Citigroup CEO Michael Corbat told the Financial Times this week that the effort will result in an improved experience for customers and cost savings for the company.
Citi is the fourth-largest U.S. bank and according to the FT spends about $8 billion each year on technology. The bank is also under pressure to trim costs.
Corbin said people will still staff the Citi’s call centers, as AI will be unable to handle certain issues beyond the more common questions customers might bring.
“There’ll always be the kind of thing where you’ve actually got to have someone to help solve,” Corbat said. “We don’t want people frustrated in that.”

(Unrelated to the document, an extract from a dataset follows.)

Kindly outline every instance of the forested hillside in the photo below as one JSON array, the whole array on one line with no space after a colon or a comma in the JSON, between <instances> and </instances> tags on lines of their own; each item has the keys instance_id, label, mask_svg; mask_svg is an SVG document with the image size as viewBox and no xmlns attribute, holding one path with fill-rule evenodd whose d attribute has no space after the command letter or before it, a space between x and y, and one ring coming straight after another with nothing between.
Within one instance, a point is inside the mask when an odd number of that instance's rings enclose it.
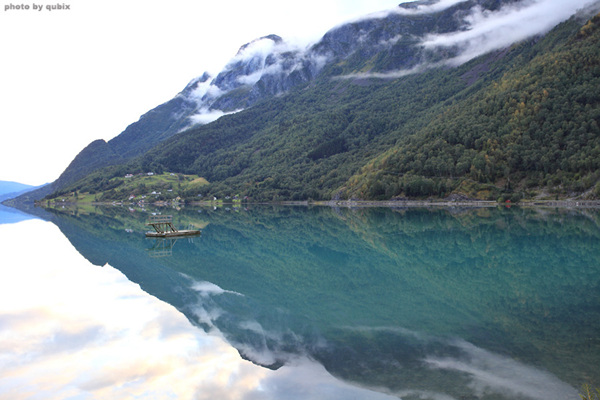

Former Citi CEO Vikram Pandit said two years ago that up to one-third of the banks jobs potentially could be swapped out for AI within five years, Fortune noted.
The bank has 209,000 employees worldwide.
CNBC reported in 2011, following a report from the Congressional Oversight Panel that oversaw the TARP program, that Citigroup raked in $476.2 billion in total bailout money after the financial crash in 2008.
Of that total, “$25 billion came from the TARP's CPP program, $68.6 billion came from the FDIC's TLGP debt issuance program, and $88 billion came from the Federal Reserve's TAF liquidity program, among others.”